At one point, as well, the head of Readers Digest made him a remarkable offer: Michener could travel anywhere he wanted to and stay as long as he like and Readers Digest would cover all expenses, no matter how extravagant, just so long as they got first pass on the material. I can't imagine a better offer from a publisher for a writer than that, but he felt it would make him beholden to Readers in a way his contract with Random House (which was basically informal and allowed him to publish wherever he liked) did not.
And finally:
11. MUSEUM AND THE END
Toward the end of his life and due largely to the efforts of his friend Herman Silverman, the James A. Michener Art Museum opened in a building that had once been a prison in Doylestown, PA.
Some items from the permanent collection: |
Michener: A Living Legacy. |
Two by Robert Spencer: Concrete Bridge and White Mill (both 1916). |
Early Spring (1920) by Edward Redfield. |
Two by Daniel Garber whose titles I neglected to write down. (Beautiful, though.) |
Rae Seated (1935) by Ben Solowey. |
Definitely a top 10 Bucket List destination for me now. A lot of these painters, I discovered, have work hanging in the Art Institute here in Chicago. Good excuse to plan a trip over there; it's been a few years. I'll employ Michener's stand-in-the-middle-of-the-room trick when I do. (Not that I am lacking confidence or familiarity with my own taste in art by this point.)

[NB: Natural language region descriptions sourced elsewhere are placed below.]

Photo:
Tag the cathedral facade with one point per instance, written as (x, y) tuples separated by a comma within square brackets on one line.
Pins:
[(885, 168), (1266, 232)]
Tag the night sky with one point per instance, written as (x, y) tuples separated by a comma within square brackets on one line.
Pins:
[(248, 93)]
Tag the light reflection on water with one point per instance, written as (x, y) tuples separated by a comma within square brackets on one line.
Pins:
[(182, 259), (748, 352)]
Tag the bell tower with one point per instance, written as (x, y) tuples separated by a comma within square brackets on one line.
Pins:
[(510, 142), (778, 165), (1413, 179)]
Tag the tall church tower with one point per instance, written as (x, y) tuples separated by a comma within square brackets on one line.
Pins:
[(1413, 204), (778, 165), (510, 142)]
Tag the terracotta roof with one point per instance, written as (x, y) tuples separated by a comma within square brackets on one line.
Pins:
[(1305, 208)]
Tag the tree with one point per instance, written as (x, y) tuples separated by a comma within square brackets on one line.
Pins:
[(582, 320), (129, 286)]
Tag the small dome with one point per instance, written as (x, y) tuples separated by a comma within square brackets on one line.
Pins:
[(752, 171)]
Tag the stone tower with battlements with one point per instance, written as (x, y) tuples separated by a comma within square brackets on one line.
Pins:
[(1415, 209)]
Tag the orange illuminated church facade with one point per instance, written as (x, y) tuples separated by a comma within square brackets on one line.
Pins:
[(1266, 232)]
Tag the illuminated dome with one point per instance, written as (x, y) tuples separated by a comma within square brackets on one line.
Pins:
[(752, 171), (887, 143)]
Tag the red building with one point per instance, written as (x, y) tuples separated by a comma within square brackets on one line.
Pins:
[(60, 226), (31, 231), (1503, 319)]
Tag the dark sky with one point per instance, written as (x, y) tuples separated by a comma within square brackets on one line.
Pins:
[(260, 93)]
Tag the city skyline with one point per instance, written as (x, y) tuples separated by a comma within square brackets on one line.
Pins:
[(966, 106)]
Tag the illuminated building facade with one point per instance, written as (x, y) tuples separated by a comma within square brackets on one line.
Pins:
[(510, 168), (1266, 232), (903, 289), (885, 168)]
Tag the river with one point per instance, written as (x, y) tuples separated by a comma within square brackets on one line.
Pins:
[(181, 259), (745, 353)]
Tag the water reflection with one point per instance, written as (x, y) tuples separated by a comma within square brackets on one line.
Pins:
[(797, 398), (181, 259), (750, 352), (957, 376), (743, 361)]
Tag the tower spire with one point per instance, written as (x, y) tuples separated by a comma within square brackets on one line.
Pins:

After Mari died, Michener moved to a small apartment in Texas. When his kidneys began to fail around his 90th birthday, he underwent an exhausting dialysis routine 3 times a week until he deemed enough was enough. He'd seen enough of hospice care to know spending 60-70% of his remaining days flushing out his blood and fighting off infections was not for him. He made some phone calls, including an almost comically understated goodbye to Herman Silverman, who nonetheless understood the depth of what his old friend was trying to convey, got what remained of his affairs in order (assigning royalties of this book to that cause, this other book to that institution, etc.), and quietly stopped going to treatment. Within a few weeks, on October 16th, 1997, he died.
One of the best autobiographies I've ever read. As a writer, as an American, as a human being, Michener sets a high bar but an admirable example to follow.
~
"I
was convinced (the reader) would be interested in the aspirations and
defeats of ordinary people, in the exploration of ideas, in the
depiction of far regions, and in the time-honored themes of good
storytelling: the maturation of the human mind, the challenges of young
adulthood, the struggle for existence, the accumulation of years with
dignity or despair, and the mystery of death."